Efficient ensemble generation for uncertain correlated parameters in atmospheric chemical models: a case study for biogenic emissions from EURAD-IM version 5

Abstract

Abstract. Atmospheric chemical forecasts heavily rely on various model parameters, which are often insufficiently known, such as emission rates and deposition velocities. However, a reliable estimation of resulting uncertainties with an ensemble of forecasts is impaired by the high dimensionality of the system. This study presents a novel approach, which substitutes the problem into a low-dimensional subspace spanned by the leading uncertainties. It is based on the idea that the forecast model acts as a dynamical system inducing multivariate correlations of model uncertainties. This enables an efficient perturbation of high-dimensional model parameters according to their leading coupled uncertainties.

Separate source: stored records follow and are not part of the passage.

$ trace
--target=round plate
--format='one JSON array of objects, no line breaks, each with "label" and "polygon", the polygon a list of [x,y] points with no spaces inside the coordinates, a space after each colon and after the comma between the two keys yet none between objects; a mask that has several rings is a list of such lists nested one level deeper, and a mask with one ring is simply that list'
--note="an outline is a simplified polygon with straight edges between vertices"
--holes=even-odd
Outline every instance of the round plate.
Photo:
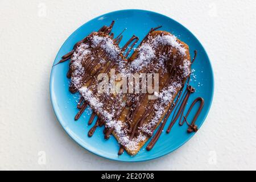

The specific algorithm presented in this study is designed for parameters that depend on local environmental conditions and consists of three major steps: (1) an efficient assessment of various sources of model uncertainties spanned by independent sensitivities, (2) an efficient extraction of leading coupled uncertainties using eigenmode decomposition, and (3) an efficient generation of perturbations for high-dimensional parameter fields by the Karhunen–Loéve expansion. Due to their perceived simulation challenge, the method has been applied to biogenic emissions of five trace gases, considering state-dependent sensitivities to local atmospheric and terrestrial conditions. Rapidly decreasing eigenvalues state that highly correlated uncertainties of regional biogenic emissions can be represented by a low number of dominant components. Depending on the required level of detail, leading parameter uncertainties with dimensions of 𝒪(106) can be represented by a low number of about 10 ensemble members. This demonstrates the suitability of the algorithm for efficient ensemble generation for high-dimensional atmospheric chemical parameters.